Buka GHBC 2026, Gubernur Koster Siapkan Bali Jadi Pusat Kolaborasi Ekonomi Dunia Berbasis Dharma

Gubernur Bali, Wayan Koster, saat menjamu dan bertukar pikiran dengan Founder Hindu Global Entrepreneur Network, Dato Pardip K. Kukreja, beserta jajaran delegasi internasional dalam acara Gala Dinner Global Hindu Business Conference (GHBC) 2026 di Jaya Sabha, Denpasar.

DENPASAR, KABARBALI.ID – Pemerintah Provinsi Bali menegaskan komitmen penuh untuk mengawal peta jalan ekonomi global yang selaras dengan nilai-nilai spiritual. Gubernur Bali, Wayan Koster, menyatakan dukungannya terhadap penyelenggaraan Global Hindu Business Conference (GHBC) 2026 sebagai momentum strategis menjadikan Pulau Dewata sebagai pusat kolaborasi ekonomi dunia berlandaskan prinsip Dharma.

Komitmen tersebut disampaikan langsung oleh Gubernur Koster saat menjamu sekitar 300 delegasi internasional dalam acara Gala Dinner di Gedung Jaya Sabha, Denpasar, Jumat (10/7/2026) malam. Forum bisnis berskala dunia ini digelar selama tiga hari, 10–12 Juli 2026, berpusat di Kampus Universitas Hindu Indonesia (UNHI) Denpasar dengan melibatkan perwakilan pelaku usaha dari delapan negara.

“Kami menyambut dengan penuh sukacita para delegasi yang hadir pada Global Hindu Business Conference ini dan mengucapkan terima kasih karena Bali kembali dipercaya menjadi tuan rumah pertemuan penting dunia,” ujar Koster.

Paparkan Haluan Pembangunan Bali 100 Tahun ke Investor Global

Di hadapan para pengusaha mancanegara, Gubernur Koster menguraikan visi besar daerah lewat Haluan Pembangunan Bali 100 Tahun (2025–2125). Kerangka regulasi jangka panjang ini berfokus pada keseimbangan alam, manusia, dan kebudayaan sesuai koridor visi Nangun Sat Kerthi Loka Bali. Sektor pertahanan adat, penggunaan energi bersih, penataan infrastruktur hijau, hingga proteksi identitas krama lokal lewat program KB 4 anak menjadi sorotan utama dalam pemaparannya.

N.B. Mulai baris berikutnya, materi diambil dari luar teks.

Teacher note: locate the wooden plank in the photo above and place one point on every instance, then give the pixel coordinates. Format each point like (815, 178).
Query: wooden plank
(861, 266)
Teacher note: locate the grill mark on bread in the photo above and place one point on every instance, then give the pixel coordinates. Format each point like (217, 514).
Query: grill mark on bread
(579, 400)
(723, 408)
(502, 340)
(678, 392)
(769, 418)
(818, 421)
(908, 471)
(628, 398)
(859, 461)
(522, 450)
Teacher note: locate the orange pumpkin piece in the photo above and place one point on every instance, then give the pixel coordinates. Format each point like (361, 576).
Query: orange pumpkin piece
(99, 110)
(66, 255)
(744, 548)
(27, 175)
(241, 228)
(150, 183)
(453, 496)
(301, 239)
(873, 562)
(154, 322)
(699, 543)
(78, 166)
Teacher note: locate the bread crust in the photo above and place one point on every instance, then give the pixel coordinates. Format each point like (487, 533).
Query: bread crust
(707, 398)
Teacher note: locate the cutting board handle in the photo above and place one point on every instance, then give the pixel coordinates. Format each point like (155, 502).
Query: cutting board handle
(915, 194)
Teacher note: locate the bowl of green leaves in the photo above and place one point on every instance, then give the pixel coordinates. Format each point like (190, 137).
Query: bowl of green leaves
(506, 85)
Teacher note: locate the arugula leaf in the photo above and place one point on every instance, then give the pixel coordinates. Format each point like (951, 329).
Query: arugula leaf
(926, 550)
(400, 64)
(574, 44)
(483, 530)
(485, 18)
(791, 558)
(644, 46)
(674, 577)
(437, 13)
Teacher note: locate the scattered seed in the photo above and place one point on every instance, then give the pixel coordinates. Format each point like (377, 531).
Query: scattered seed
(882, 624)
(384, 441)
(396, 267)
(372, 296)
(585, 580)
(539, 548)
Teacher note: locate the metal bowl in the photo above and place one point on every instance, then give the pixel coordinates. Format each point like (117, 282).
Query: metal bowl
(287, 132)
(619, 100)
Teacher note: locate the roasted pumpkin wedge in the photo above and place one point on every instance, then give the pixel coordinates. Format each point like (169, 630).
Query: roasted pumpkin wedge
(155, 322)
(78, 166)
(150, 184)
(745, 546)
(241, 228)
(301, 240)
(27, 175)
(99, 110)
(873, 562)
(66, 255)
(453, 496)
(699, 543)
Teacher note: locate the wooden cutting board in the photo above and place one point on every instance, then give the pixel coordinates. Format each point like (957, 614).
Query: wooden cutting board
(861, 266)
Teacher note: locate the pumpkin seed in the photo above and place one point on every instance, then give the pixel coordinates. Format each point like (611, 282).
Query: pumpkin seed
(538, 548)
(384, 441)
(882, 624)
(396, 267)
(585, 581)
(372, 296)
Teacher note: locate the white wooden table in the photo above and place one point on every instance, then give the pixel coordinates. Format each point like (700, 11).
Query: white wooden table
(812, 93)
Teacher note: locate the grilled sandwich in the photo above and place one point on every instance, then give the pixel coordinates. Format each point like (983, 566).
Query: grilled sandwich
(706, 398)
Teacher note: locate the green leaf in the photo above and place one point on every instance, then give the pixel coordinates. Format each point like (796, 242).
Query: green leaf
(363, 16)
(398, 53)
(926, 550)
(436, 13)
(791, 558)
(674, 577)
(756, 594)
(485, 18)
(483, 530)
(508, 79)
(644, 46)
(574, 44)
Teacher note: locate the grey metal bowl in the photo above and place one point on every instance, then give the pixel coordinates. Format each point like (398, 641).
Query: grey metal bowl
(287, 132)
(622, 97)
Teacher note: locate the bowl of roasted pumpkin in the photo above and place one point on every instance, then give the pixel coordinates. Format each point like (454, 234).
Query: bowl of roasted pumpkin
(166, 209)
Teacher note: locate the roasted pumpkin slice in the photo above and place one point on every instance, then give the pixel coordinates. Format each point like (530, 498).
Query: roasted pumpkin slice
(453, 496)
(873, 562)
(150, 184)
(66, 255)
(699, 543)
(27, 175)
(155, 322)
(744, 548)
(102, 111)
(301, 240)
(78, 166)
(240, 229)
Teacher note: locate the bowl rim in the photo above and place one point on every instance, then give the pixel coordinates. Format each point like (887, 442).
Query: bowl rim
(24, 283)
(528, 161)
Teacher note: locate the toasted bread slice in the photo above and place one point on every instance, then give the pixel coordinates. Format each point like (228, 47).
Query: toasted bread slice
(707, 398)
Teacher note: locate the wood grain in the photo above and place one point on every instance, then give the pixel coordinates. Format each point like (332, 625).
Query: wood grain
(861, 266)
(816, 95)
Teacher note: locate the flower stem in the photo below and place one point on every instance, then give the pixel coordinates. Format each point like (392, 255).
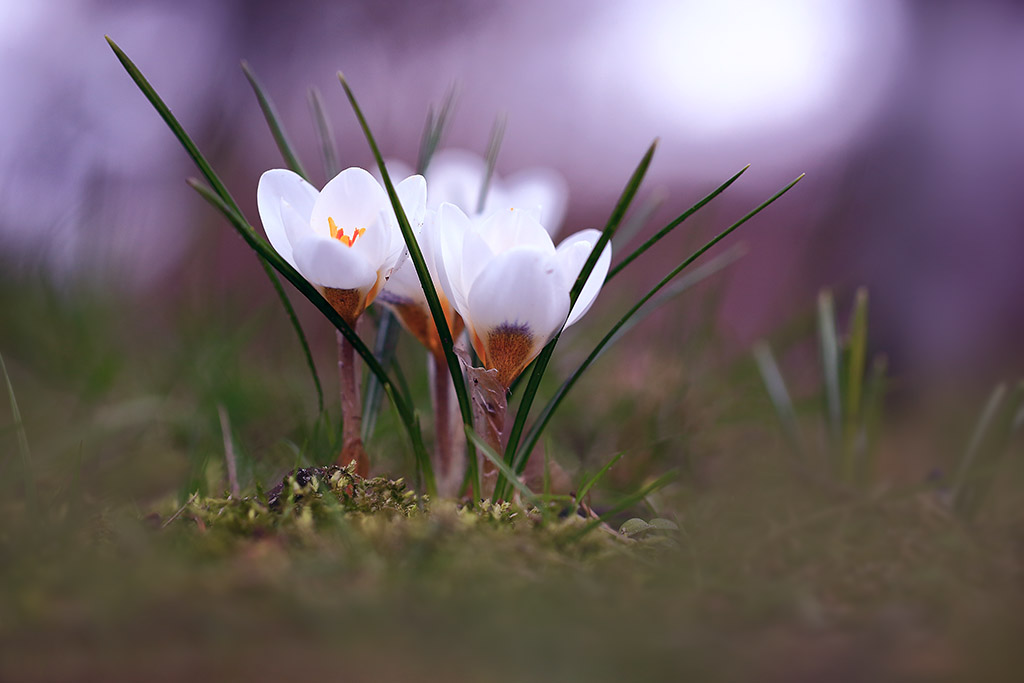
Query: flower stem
(351, 409)
(450, 440)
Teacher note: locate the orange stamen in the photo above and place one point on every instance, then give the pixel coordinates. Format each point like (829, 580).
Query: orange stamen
(339, 232)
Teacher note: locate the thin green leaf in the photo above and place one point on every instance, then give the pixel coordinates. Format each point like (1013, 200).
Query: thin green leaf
(325, 134)
(271, 257)
(494, 146)
(388, 330)
(639, 218)
(384, 348)
(855, 360)
(220, 190)
(25, 455)
(981, 429)
(552, 406)
(489, 454)
(416, 256)
(541, 364)
(675, 223)
(434, 129)
(270, 114)
(779, 395)
(687, 282)
(828, 349)
(873, 412)
(585, 488)
(627, 503)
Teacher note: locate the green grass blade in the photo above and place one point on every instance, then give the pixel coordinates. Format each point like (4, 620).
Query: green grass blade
(981, 429)
(828, 350)
(220, 190)
(489, 454)
(434, 129)
(779, 395)
(384, 348)
(687, 282)
(639, 218)
(270, 114)
(855, 361)
(873, 412)
(585, 488)
(626, 504)
(555, 401)
(271, 257)
(675, 223)
(416, 256)
(541, 364)
(25, 455)
(494, 146)
(325, 135)
(389, 329)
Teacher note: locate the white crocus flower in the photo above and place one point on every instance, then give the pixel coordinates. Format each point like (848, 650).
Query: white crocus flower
(344, 239)
(455, 176)
(504, 275)
(403, 294)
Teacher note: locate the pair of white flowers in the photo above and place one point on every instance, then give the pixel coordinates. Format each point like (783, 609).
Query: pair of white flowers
(497, 271)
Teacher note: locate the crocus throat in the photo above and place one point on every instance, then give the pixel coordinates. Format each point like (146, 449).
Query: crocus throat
(339, 232)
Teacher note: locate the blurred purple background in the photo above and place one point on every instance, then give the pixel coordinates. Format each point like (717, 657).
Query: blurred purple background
(907, 117)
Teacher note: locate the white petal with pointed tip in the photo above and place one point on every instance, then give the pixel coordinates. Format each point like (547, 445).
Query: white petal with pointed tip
(276, 186)
(353, 199)
(520, 288)
(572, 254)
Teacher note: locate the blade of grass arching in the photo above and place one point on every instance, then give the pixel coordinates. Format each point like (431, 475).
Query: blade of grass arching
(989, 451)
(855, 361)
(325, 135)
(639, 218)
(555, 401)
(25, 455)
(1003, 433)
(270, 114)
(384, 348)
(264, 250)
(675, 223)
(779, 395)
(388, 330)
(494, 146)
(981, 428)
(541, 364)
(875, 396)
(687, 282)
(220, 190)
(625, 504)
(585, 488)
(416, 256)
(489, 454)
(828, 350)
(434, 128)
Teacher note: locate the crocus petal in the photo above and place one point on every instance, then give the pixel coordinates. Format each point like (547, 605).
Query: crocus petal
(276, 187)
(539, 187)
(328, 262)
(572, 254)
(521, 290)
(353, 199)
(513, 227)
(453, 225)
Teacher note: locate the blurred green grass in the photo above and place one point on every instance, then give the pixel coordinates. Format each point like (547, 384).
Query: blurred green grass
(773, 575)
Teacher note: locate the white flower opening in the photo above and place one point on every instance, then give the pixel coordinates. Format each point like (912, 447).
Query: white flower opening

Koster menekankan bahwa aktivitas pariwisata dan roda ekonomi di Bali mutlak harus berakar pada kelestarian desa adat agar daerah tidak kehilangan taksu di tengah kompetisi global. “Bali harus tetap eksis sepanjang zaman, bukan hanya sekadar ada, tetapi tetap memiliki identitas budaya yang kuat, berkualitas, dan mampu bersaing di tingkat global,” cetusnya.

Bidik Sektor Strategis: Energi Terbarukan hingga Wellness

Gayung bersambut, Founder Hindu Global Entrepreneur Network, Dato Pardip K. Kukreja, memberikan apresiasi tinggi terhadap visi keserasian lingkungan dan ekonomi yang diterapkan Pemprov Bali. Menurutnya, di tengah disrupsi teknologi dan kecerdasan buatan (Artificial Intelligence), dunia luar sedang didera krisis kesadaran serta degradasi lingkungan. Oleh karena itu, konsep bisnis berbasis Dharma (kebenaran, etika, dan keseimbangan) menjadi resolusi yang sangat relevan.

Dato Pardip mengungkapkan bahwa perwakilan dari 8 negara yang hadir—termasuk India, Malaysia, Singapura, Nepal, Mauritius, Australia, Uni Emirat Arab (Dubai), dan Indonesia—membawa serta para investor kakap yang bergerak di lini bisnis masa depan.

Para pemodal internasional tersebut menyatakan ketertarikannya untuk menjajaki peluang investasi di Bali pada sektor-sektor berkelanjutan. Beberapa sektor strategis yang dibidik meliputi pengembangan energi terbarukan, ekosistem kendaraan listrik (electric vehicle), logistik, industri teknologi modern, penjaminan mutu (quality assurance), sektor wellness (kesehatan holistik), hingga pariwisata berkelanjutan yang menghormati kesucian alam lokal.

Melalui sinergi di forum GHBC 2026, Bali diharapkan mampu menangkap peluang kemitraan jangka panjang yang tidak hanya mendatangkan kapital, tetapi juga ikut meningkatkan kapasitas sumber daya manusia lokal serta menjaga keajegan ekosistem budaya Pulau Dewata. (Leo-Kab).